Il y a une douzaine d'années, l'assaut de cette pittoresque ville
fortifiée du Moyen âge sur la mer Adriatique face à l'Italie, a
enflammé la conscience mondiale en rappelant des noms du passé
comme Guernica, Coventry ou Hiroshima. J'ai appris les détails de
l'histoire pendant un voyage d'études le mois dernier sur la côte
dalmate de l'ex-Yougoslavie. Je pense qu'elle intéressera les
importants groupes ethniques croates, serbes et Slovènes de Pittsburgh.

Au début de la visite, nous avons contemplé Dubrovnik des hauteurs à
partir desquelles les Serbes ont bombardé pendant sept mois, en
1991-92, quelques-uns des plus beaux monuments d'Europe au cours de la
soi-disant guerre civile. Pour dire vrai, il a été difficile
d'apprécier l'envergure de l'assaut jusqu'à ce qu'on note la différence
de teinte de rouge entre les tuiles anciennes des dessins des toitures
et les nouvelles tuiles de remplacement. Mais cela n'avait rien à voir
avec les villes écrasées que j'avais vues comme soldat de la Seconde
guerre mondiale.
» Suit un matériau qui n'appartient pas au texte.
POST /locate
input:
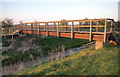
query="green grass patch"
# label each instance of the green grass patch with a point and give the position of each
(90, 62)
(47, 44)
Mais au fur et à mesure des explications des guides
fournis par les organisateurs, l'histoire du siège de Dubrovnik et de
son impact sur l'opinion publique est devenue plus claire.

L'experte en art Kate Bagoje a décrit la sinistre situation de ce
qu'elle a appelé une "agression inattendue" pour laquelle cette ville
touristique méditerranéenne n'était "absolument pas préparée". Elle a
cité un total de 824 bâtiments endommagés, dont 563 directement
frappés, et 9 palais incendiés pour un coût total de 30 millions de
dollars. Plus de 150 personnes ont été tuées, et 1.000 blessées par les
bombardements. La colère de la communauté internationale a été
provoquée par le fait que les forces serbes semblaient prendre pour
cibles les symboles spécifiques de la culture croato-dalmate dans une
ville que l'UNESCO avait désignée comme faisant partie du patrimoine
mondial en 1979. Par exemple, il y a eu 51 frappes sur le célèbre
monastère franciscain. Le cœur de l'histoire de Dubrovnik au XXe siècle
a été la réaction mondiale à l'agression serbe. D'abord, il y a eu un
afflux international d'argent et d'aide technique pour restaurer la
ville. Des contributions sont venues des agences de l'ONU, d'Amérique,
d'Angleterre, d'Allemagne et du Japon, de Croates vivant à l'étranger,
et de fondations de sociétés ou de particuliers. L'argent de l'UNESCO a
servi à réparer les murs épais qui donnent à la cité son caractère. La
France a envoyé des tuiles de remplacement, les USA de l'argent pour
remettre en état les pavés et les fameux "escaliers espagnols" (ainsi
nommés par comparaison avec ceux de la Piazza di Spagna à Rome). Une
équipe allemande de Düsseldorf a restaurée une précieuse fontaine. En
fait, a dit Bagoje, le travail a été si bien fait que les gens ne
réalisent pas l'étendue des dommages ainsi effacés.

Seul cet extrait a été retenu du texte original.